The testing found that all four Lipton samples contained pesticides that exceeded the EU’s maximum levels of residue, while three samples contained pesticides unapproved by the EU, such as Bifenthrin, which scientists say could negatively affect male hormone production.
“As the world’s best-selling tea brand, Lipton is taking advantage of China’s loose pesticide control measures at the expense of its Chinese customers,” added Wang Jing.
Some of the detected pesticides are also banned for use in tea production by the Chinese Ministry of Agriculture, including highly toxic Methomyl, as well as Dicofol and Endosulfan that may affect fertility.
“The results are outrageous.
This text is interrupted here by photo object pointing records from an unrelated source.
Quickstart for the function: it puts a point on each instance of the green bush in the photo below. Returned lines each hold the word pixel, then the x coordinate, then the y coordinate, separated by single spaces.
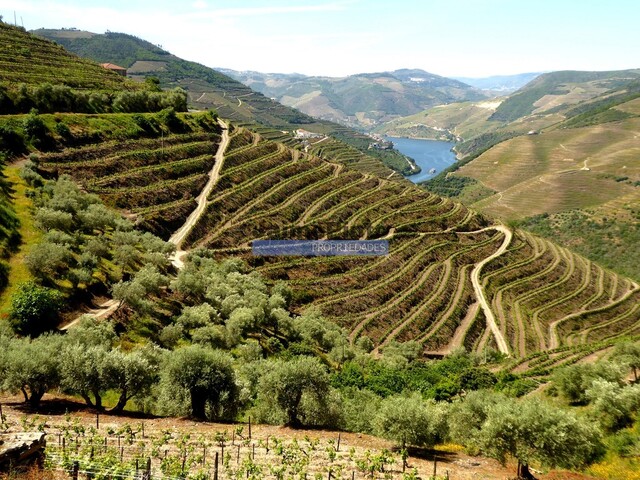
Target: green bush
pixel 35 309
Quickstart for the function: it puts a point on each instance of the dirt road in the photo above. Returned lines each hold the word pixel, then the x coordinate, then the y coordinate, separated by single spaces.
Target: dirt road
pixel 477 287
pixel 178 237
pixel 108 307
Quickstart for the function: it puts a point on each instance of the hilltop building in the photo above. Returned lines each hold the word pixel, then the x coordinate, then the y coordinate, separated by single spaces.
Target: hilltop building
pixel 116 68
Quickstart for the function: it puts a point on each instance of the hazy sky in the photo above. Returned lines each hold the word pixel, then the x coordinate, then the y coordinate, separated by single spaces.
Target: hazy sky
pixel 472 38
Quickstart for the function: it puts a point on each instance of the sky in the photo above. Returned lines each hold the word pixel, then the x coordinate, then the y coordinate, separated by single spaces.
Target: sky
pixel 465 38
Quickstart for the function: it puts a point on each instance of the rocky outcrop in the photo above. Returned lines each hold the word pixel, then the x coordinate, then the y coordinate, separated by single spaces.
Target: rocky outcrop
pixel 17 449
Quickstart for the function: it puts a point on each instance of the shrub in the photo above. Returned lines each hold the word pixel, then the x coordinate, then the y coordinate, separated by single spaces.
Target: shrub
pixel 35 309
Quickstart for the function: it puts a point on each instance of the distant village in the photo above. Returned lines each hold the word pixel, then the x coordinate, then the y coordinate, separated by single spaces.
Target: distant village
pixel 379 142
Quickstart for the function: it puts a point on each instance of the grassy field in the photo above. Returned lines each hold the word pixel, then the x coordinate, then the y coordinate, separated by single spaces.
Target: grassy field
pixel 29 235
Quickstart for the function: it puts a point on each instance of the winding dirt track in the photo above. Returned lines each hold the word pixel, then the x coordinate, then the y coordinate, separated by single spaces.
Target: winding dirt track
pixel 477 286
pixel 178 237
pixel 107 308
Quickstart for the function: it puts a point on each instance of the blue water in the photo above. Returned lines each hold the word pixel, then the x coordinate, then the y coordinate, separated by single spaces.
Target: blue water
pixel 427 154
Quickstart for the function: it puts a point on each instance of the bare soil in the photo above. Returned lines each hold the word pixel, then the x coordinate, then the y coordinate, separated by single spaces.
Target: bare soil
pixel 450 459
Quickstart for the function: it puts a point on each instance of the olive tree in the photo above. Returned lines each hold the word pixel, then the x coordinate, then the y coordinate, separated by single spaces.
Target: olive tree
pixel 131 374
pixel 31 366
pixel 410 420
pixel 206 375
pixel 628 353
pixel 285 383
pixel 533 432
pixel 34 309
pixel 574 381
pixel 82 372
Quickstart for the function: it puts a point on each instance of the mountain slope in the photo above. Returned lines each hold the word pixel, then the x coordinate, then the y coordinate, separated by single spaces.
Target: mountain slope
pixel 210 89
pixel 575 179
pixel 29 60
pixel 362 100
pixel 502 84
pixel 553 91
pixel 541 296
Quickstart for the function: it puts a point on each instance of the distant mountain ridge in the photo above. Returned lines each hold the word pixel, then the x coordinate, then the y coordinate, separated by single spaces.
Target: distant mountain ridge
pixel 210 89
pixel 502 84
pixel 362 100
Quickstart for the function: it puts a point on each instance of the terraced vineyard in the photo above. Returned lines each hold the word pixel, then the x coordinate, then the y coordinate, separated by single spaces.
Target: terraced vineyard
pixel 28 59
pixel 543 297
pixel 156 180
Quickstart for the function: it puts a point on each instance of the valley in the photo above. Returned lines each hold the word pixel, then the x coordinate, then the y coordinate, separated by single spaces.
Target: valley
pixel 505 316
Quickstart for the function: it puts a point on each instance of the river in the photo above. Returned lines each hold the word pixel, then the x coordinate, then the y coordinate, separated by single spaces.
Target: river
pixel 428 154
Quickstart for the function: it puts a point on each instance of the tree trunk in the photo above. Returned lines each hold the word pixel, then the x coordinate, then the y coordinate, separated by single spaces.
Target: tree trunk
pixel 198 402
pixel 24 392
pixel 98 398
pixel 523 471
pixel 87 399
pixel 292 412
pixel 122 402
pixel 36 396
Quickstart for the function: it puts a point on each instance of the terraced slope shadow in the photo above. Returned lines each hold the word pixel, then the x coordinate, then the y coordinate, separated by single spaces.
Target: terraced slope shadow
pixel 445 261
Lipton has committed to minimizing toxic agrochemicals in its products, but it is doing the exact opposite in China. It either had no idea what was being sprayed on its tea farms, or simply didn’t care,” Wang Jing continued.
Lipton now joins the shameful ranks of nine top Chinese tea companies whom Greenpeace also found to be selling tea laced with pesticides. A previous Greenpeace report, released on April 11, showed that all 18 tea samples produced by the nine tea brands, when tested, each contained at least three kinds of pesticides.
“It will be a huge shame if Lipton’s global sourcing and marketing systems becomes an umbrella for substandard products,” added Wang Jing.
Greenpeace demands Lipton and other tea companies operating in China drastically reduce the use of pesticides, stop the use of banned and highly toxic pesticides altogether, and establish an effective traceability and supply chain control system that ensures the reduction of pesticide use and its compliance with the law.